Untethered Soft Robots With Shape Memory Alloy for Dynamic Locomotion
[Thesis]
Huang, Xiaonan
Majidi, Carmel
Carnegie Mellon University
2020
153
Ph.D.
Carnegie Mellon University
2020
As an emerging class of biologically-inspired machines that are primarily composed of elastomers, fluids, and other forms of soft matter, soft robots have potential advantages over traditional piece-wise rigid machines in maneuvering through complicated environments and resisting external disturbances. Despite drastically growing interests and efforts in soft robotics, building a soft untethered fast robot remains a significant challenge. To address this, I first create a highly dynamic soft load-bearing shape memory alloy (SMA) actuator that can be actuated by miniaturized electronics.
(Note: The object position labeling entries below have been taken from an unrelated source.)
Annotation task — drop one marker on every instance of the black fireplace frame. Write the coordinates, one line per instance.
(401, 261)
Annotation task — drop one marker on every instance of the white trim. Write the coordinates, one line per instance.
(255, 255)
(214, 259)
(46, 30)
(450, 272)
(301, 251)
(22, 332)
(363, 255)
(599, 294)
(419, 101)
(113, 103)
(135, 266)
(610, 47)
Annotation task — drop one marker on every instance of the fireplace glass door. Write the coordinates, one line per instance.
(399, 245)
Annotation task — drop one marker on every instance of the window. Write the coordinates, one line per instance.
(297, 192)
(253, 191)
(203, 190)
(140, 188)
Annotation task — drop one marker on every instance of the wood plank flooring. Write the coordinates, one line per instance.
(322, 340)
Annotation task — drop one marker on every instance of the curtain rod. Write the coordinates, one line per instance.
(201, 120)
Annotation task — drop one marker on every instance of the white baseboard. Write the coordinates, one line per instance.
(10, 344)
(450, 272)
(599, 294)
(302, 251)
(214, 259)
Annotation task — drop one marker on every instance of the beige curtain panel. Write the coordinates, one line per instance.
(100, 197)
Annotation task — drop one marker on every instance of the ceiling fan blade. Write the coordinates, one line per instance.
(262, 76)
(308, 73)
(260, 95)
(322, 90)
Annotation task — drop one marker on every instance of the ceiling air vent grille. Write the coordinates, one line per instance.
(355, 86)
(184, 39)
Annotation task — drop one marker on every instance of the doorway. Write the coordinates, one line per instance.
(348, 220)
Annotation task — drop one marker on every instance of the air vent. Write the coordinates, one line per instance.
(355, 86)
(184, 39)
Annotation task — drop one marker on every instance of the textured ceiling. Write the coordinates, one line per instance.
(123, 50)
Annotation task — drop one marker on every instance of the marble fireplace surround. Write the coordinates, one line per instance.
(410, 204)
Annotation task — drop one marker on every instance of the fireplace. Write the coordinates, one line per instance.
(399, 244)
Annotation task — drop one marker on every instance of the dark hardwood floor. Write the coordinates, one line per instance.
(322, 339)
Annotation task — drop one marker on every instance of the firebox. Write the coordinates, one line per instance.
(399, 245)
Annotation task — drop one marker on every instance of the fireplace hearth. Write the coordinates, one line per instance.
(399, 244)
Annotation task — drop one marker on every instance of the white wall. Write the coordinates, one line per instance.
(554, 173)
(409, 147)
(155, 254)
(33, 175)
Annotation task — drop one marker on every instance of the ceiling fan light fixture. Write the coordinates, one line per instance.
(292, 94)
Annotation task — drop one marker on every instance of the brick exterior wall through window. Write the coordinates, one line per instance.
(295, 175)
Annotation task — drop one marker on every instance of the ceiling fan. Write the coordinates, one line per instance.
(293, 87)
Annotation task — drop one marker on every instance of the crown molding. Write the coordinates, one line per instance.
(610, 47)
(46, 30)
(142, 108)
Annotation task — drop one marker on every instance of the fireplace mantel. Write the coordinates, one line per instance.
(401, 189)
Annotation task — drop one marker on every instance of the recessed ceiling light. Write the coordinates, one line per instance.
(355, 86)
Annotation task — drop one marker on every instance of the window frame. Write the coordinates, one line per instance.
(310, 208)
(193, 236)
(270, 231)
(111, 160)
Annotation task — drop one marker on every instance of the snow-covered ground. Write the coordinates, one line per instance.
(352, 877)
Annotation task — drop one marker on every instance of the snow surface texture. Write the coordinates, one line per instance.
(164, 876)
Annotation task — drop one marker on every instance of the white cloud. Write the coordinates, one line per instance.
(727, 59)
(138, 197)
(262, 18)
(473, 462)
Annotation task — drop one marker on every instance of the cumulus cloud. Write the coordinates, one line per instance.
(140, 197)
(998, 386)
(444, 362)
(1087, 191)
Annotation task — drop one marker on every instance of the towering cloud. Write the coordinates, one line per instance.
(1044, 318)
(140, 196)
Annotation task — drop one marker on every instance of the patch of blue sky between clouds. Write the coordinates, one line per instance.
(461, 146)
Then I build several tethered and untethered soft robots that are capable of moving at biologically relevant speed and navigating unstructured terrains with the soft SMA actuators. To further improve the speed and robustness of the robot, I integrate several soft multifunctional composite materials into the soft robots, including a thermally conductive liquid metal embedded elastomer, an autonomously electrically self-healing composite and a highly conductive silver-hydrogel composite. Next, I use several soft robotic testbeds that are capable of crawling, jumping, rolling and swimming to experimentally validate a planar discrete differential geometry based physics engine that is widely used in the computer graphics community. Finally, I adapt the physics engine to simulate multi-limbed underwater robots and use it as a computational tool to optimize the design and control parameters of an untethered dynamic frog-inspired soft robot to achieve fast and efficient locomotion.